Bauers Depeschen


Samstag, 20. Januar 2018, 1907. Depesche



STUTTGART GEGEN RECHTS

TREFFEN AM 10. FEBRUAR

Nach der eindrucksvollen Stuttgarter Demo vor der Bundestagswahl gegen die AfD und den Rechtsruck habe ich mich mit Mitgliedern der Initiative Stuttgart gegen Rechts, einem breiten Bündnis überwiegend junger Menschen, getroffen. Inzwischen haben wir zusammen ein offenes Treffen zum besseren Kennenlernen und Vernetzen organisiert. Auch für alle, die gern was tun würden - aber nicht wissen, wie und mit wem. Erst mal keine große Sache, ein Zeichen, ein Anfang: Information, Diskussion. Das Ganze findet statt am Samstag, 10. Februar, im Württembergischen Kunstverein. 14 UHR BIS 17 UHR. Zwischendurch spielen uns der Freestyle-Rapper Toba Borke und der Beatboxer Pheel den Soundtrack zum Thema. Für Anmeldungen zu besseren Vorbereitung sind wir dankbar:

stuttgart-gegen-rechts@freenet.de. 



Hört die Signale!

MUSIK ZUM TAG



Die aktuelle StN-Kolumne:

DAS LETZTE FOTO

Die Stuttgarter Fotografin Gerda Taro wurde nur 26 Jahre alt. Im Sommer 1937 starb sie als Reporterin im Spanischen Bürgerkrieg. Ihre Geschichte aber lebt.

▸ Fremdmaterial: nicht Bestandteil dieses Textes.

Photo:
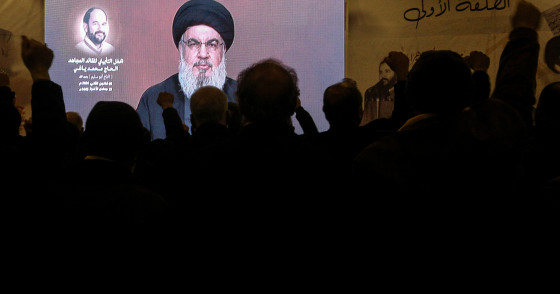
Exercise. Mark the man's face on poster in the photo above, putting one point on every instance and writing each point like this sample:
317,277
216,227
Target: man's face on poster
202,59
203,49
97,28
386,74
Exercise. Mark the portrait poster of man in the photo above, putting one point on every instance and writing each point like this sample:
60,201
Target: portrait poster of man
307,35
96,29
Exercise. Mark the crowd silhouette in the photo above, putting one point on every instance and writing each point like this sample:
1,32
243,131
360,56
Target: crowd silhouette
450,144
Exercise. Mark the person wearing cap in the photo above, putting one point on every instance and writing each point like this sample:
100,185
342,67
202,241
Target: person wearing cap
203,31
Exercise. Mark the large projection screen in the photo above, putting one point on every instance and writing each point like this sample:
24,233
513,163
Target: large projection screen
306,35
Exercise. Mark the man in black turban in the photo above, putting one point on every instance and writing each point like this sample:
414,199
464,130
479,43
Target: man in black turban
203,30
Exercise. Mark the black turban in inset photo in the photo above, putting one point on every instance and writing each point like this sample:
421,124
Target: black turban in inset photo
204,12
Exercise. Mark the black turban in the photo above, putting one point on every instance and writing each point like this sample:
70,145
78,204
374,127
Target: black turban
204,12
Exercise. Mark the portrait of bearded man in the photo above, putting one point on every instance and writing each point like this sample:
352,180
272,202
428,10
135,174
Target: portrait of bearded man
96,27
203,31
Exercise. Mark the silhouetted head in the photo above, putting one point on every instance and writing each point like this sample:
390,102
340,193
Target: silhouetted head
76,120
342,105
439,82
114,131
209,105
267,91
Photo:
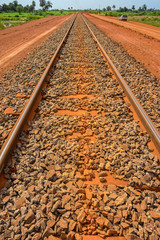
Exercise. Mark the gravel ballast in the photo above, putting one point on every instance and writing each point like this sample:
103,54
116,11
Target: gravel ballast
74,139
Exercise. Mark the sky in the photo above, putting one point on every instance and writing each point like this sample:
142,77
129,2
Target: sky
93,4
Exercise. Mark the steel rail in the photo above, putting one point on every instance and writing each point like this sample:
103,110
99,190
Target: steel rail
8,146
146,121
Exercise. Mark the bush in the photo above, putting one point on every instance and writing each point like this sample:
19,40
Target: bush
1,26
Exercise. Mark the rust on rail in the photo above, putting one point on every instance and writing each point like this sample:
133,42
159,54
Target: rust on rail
10,143
146,121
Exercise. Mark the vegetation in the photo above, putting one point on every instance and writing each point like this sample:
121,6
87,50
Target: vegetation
14,14
150,16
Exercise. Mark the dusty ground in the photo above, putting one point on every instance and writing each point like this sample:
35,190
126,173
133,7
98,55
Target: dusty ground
17,41
140,40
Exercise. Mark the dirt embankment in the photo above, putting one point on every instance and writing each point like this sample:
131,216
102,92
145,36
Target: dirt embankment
137,39
17,41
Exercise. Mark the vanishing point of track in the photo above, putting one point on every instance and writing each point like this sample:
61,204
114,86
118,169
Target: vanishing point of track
84,167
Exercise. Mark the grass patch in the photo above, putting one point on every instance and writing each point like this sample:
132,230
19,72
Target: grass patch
154,21
13,19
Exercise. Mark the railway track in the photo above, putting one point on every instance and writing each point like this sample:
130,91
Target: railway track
79,171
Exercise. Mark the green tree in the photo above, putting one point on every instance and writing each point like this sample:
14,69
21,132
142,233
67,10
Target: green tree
15,3
33,4
19,9
42,3
4,8
48,5
133,7
125,9
108,8
113,7
144,7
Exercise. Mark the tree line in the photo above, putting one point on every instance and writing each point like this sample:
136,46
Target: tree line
125,9
16,7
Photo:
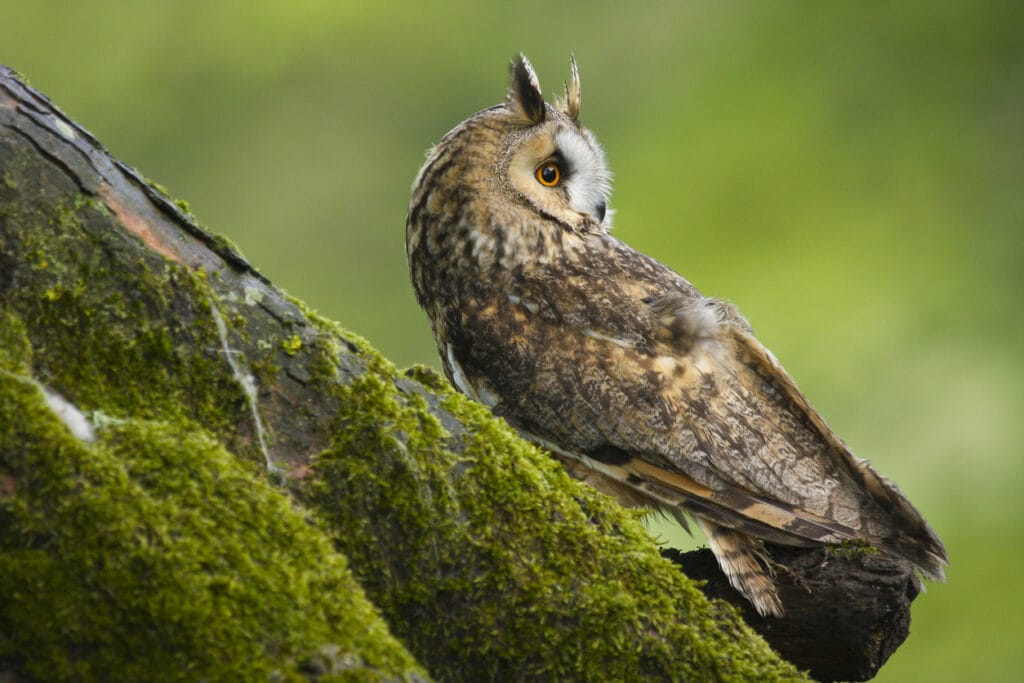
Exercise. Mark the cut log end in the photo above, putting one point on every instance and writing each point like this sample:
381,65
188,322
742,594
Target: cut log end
846,612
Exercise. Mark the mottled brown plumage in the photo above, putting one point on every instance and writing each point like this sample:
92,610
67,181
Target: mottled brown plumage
624,370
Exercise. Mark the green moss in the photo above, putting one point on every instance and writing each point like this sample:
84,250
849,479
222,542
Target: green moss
292,345
498,566
153,554
153,354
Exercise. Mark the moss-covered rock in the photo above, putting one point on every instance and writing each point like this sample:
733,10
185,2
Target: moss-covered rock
501,567
154,554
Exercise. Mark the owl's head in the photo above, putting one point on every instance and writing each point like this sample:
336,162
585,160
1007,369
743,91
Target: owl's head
510,183
553,162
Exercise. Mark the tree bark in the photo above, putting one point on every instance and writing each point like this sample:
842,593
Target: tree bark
124,322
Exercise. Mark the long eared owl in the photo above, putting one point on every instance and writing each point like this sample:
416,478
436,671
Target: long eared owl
641,385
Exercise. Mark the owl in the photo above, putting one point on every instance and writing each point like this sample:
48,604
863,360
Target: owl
642,386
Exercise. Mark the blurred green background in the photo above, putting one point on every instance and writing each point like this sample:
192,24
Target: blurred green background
850,174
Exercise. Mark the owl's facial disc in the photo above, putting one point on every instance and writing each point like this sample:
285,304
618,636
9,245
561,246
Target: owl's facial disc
560,170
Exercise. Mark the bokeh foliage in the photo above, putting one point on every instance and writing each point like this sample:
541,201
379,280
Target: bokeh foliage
850,174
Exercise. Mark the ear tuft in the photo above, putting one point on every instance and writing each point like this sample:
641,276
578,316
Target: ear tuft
524,94
570,105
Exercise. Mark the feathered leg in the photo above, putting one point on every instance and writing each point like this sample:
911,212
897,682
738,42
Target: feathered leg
742,559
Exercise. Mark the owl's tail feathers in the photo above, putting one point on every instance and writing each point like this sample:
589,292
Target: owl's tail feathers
745,564
907,535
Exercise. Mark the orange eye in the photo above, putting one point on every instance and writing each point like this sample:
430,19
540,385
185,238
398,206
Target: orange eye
548,174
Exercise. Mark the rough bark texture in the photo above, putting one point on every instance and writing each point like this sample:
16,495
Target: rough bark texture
231,487
847,611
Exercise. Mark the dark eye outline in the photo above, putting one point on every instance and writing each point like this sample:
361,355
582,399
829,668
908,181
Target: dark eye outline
547,179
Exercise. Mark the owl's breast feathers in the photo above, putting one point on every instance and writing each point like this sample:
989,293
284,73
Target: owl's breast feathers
659,395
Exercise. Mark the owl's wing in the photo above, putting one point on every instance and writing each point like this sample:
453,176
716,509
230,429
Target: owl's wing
757,432
696,415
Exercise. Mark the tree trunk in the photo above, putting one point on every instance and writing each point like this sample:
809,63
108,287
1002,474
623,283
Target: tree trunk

Immer wieder tauchen neue Dokumente aus dem kurzen Leben dieser ungewöhnlich mutigen Frau auf. Erst diese Woche hat John Kiszely, ein hochrangiger englischer Offizier im Ruhestand, ein Aufsehen erregendes Foto im Internet veröffentlicht. Es zeigt einen Mann mit Schürze, der sich über eine leblose junge Frau auf einer Feldtrage beugt, um mit einem Tupfer das Blut zu stillen, das aus ihrer Nase fließt. Ihr Gesicht ist nicht vollständig zu sehen. Mit größter Wahrscheinlichkeit handelt es sich um das letzte Bild, das von Gerda Taro gemacht wurde.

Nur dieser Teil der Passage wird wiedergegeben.